The proposed new bill would also require resolutions to extend interswitching regulations, which allow smaller rail carriers to use a limited amount of a competing railway’s track, and deal with the maximum revenue entitlement (MRE).
Garneau announced his Transportation 2030 strategy in Montreal Nov. 3. The legislation will include a better definition of adequate service and improve access and timelines for Canada Transportation Act decisions, he said.
“We will continue to work with stakeholders to ensure there’s a proper balance in place — one that supports rail customers and delivers continued investments in the system,” Garneau said.
Saskatchewan agriculture minister Lyle Stewart said maintaining extended interswitching at 160 kilometres and retention of the MRE are critical to grain farmers.
Extended interswitching was one of the temporary measures introduced after the grain backlog of 2013-14.
“What they’ve announced today, albeit the devil can be in the details of the legislation, appears to be what the industry has asked for to prevent those kinds of problems from happening again,” Stewart said.
Stakeholders issued a flurry of statements immediately following the announcement.
Grain Growers of Canada vice-president Jeff Nielsen said that throughout consultations stakeholders stressed the need for a level playing field between shippers and railways.
“I urge the minister to ensure that the required legislation is passed and in place for the 2017-2018 crop year,” he said.
Rick White, chief executive officer of the Canadian Canola Growers Association, said reciprocal penalties would help modernize grain transportation. He said shippers have long been held to performance standards but railways have not.
“Incorporating reciprocal penalties into service level agreements has the potential to elevate the accountability in the supply chain to include the railways,” he said.
Canadian National Railway chief executive officer Luc Jobin said the railway is confident that the minister recognizes what the railways need, too.
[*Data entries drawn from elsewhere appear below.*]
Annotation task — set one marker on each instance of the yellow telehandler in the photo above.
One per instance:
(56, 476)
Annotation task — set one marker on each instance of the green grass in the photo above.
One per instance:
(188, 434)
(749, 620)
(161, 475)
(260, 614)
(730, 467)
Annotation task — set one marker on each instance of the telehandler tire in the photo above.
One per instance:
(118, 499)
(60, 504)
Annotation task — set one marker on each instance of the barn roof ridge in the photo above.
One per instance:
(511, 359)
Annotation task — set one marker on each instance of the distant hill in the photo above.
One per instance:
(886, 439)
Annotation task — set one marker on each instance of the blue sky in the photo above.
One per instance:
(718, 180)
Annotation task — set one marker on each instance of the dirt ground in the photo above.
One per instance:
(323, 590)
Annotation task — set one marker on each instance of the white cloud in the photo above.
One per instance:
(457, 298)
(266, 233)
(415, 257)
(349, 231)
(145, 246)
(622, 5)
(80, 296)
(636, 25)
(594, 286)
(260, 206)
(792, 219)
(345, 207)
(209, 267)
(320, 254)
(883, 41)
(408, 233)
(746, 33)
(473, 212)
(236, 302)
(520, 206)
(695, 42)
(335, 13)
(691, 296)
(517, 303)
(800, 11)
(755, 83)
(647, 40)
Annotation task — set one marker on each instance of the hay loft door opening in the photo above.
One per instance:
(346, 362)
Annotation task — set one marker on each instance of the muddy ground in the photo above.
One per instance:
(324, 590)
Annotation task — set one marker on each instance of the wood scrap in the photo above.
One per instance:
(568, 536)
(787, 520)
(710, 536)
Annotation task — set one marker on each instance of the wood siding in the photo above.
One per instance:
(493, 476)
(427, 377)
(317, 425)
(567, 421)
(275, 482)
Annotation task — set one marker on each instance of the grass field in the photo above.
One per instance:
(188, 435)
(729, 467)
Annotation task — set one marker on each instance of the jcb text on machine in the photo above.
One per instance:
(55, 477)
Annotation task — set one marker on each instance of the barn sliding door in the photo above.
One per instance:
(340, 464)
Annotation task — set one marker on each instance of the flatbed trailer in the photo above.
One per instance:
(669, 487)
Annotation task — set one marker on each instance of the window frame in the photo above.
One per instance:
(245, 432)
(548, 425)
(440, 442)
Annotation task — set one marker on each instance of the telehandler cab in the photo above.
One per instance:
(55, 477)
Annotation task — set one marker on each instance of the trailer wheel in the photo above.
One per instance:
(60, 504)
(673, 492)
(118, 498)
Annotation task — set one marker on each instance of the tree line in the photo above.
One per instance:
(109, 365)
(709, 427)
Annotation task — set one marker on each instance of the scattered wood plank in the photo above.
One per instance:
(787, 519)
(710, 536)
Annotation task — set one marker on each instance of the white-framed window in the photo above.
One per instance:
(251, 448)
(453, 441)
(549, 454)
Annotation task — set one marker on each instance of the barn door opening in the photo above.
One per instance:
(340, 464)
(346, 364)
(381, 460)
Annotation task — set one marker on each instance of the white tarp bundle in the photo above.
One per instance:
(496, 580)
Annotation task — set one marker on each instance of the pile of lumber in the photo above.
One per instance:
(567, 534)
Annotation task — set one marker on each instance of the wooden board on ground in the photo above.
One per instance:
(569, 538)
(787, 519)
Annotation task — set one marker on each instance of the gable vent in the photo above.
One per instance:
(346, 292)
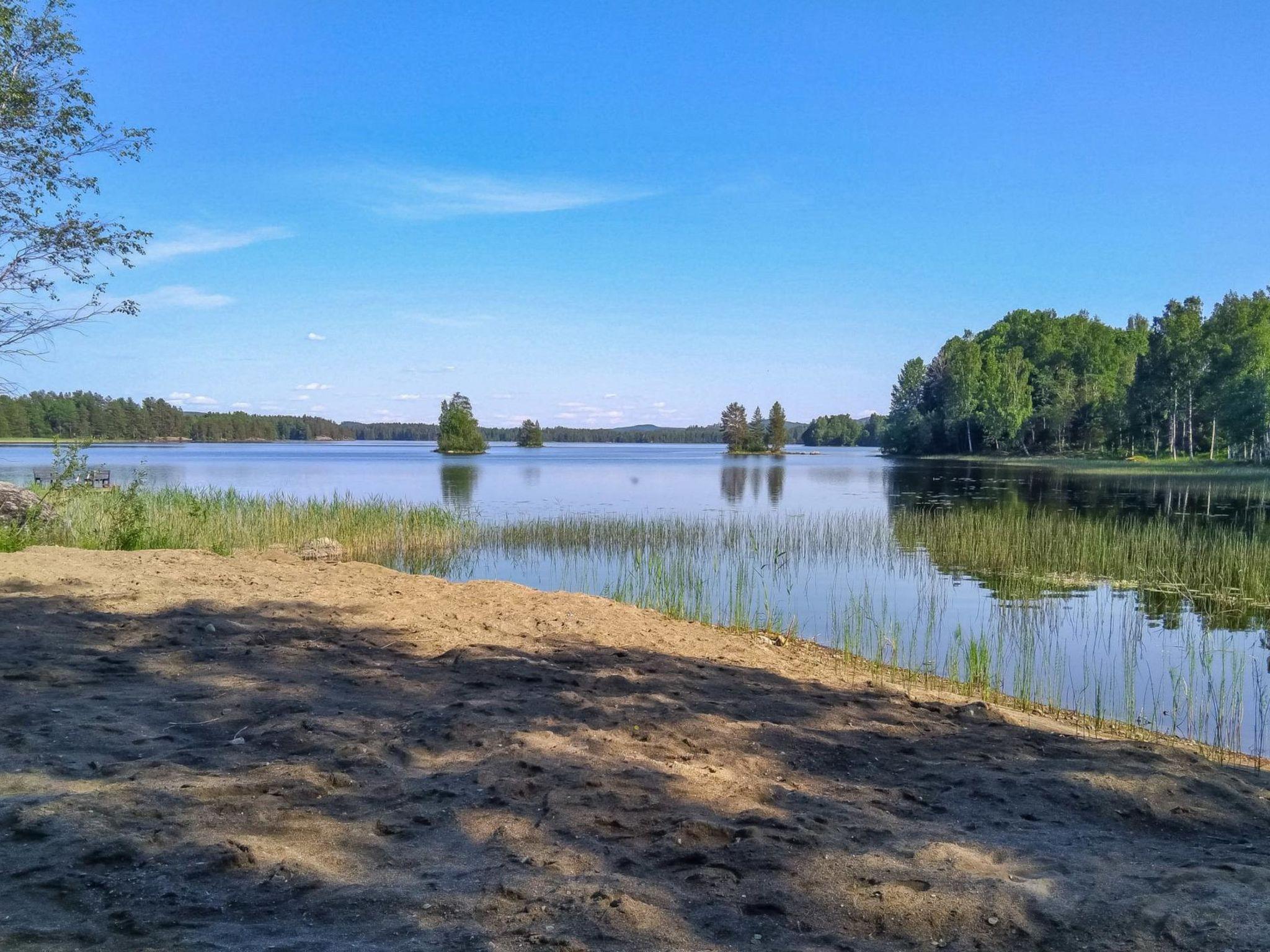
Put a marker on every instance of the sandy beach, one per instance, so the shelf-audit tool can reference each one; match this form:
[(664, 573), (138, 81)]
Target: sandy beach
[(255, 753)]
“We need a supportive, predictable regulatory environment that encourages innovation and efficiency and takes an end-to-end view of the entire … supply chain,” he said in a written statement.
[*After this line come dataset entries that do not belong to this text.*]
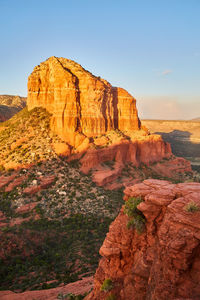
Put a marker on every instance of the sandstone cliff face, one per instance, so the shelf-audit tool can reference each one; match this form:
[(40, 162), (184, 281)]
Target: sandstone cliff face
[(80, 102), (10, 105), (164, 261)]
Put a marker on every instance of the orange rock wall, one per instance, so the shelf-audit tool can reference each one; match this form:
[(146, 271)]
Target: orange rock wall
[(161, 263), (147, 149), (79, 101)]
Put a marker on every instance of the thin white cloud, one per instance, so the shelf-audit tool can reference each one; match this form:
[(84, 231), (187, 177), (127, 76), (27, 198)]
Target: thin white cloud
[(166, 72)]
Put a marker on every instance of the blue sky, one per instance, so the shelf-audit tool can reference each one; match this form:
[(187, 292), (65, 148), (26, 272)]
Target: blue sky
[(149, 47)]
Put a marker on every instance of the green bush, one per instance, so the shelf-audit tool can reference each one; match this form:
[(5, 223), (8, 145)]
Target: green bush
[(107, 285), (136, 217), (111, 297), (191, 207)]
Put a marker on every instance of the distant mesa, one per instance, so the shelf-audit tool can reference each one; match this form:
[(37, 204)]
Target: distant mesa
[(10, 105), (80, 103), (196, 119)]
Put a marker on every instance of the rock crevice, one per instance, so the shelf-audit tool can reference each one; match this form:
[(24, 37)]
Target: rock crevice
[(163, 262)]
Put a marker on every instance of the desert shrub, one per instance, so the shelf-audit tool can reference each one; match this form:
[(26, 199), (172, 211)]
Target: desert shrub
[(191, 207), (136, 217), (107, 285), (111, 297), (70, 296)]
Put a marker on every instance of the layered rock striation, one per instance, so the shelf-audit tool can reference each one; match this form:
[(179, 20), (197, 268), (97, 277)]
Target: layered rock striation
[(80, 102), (164, 261), (10, 105)]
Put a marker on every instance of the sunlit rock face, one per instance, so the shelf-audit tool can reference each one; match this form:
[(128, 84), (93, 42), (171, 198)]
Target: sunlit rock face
[(163, 261), (80, 103)]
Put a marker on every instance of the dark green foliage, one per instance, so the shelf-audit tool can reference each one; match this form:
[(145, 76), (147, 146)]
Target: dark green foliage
[(136, 217), (192, 207), (71, 296), (111, 297), (61, 249)]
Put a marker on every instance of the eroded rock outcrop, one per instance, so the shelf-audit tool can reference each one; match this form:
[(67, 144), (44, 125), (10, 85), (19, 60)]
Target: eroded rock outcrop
[(164, 261), (10, 105), (82, 104)]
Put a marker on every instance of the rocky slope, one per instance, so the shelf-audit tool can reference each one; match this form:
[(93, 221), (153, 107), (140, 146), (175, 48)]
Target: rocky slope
[(94, 119), (162, 260), (10, 105)]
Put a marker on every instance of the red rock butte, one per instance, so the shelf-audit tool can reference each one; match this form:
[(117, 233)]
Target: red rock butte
[(81, 104), (163, 262)]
The Canadian Federation of Agriculture said the uncertainty surrounding the MRE is a concern.
The organization commended the government’s focus on service obligations but said updated MRE regulations are essential.
“Transportation costs represent a significant portion of western grain farmers’ expenses,” said president Ron Bonnett. “That’s why farm groups have been advocating for a full costing review, which would lead to an accurate and up-to-date MRE,” he said. “We are still waiting for the government to fulfill their promise to launch the costing review, as they had stated they would prior to the 2015 election.”
The bill will likely be introduced in March or April.
Garneau’s announcement also included a $10.1 billion investment in transportation infrastructure to improve trade corridors and promised to focus on information sharing “to support evidence-based decision making by government and all stakeholders.”
“We look forward to operating in an environment where evidence fuels the decision-making process,” said Pulse Canada president Lee Moats.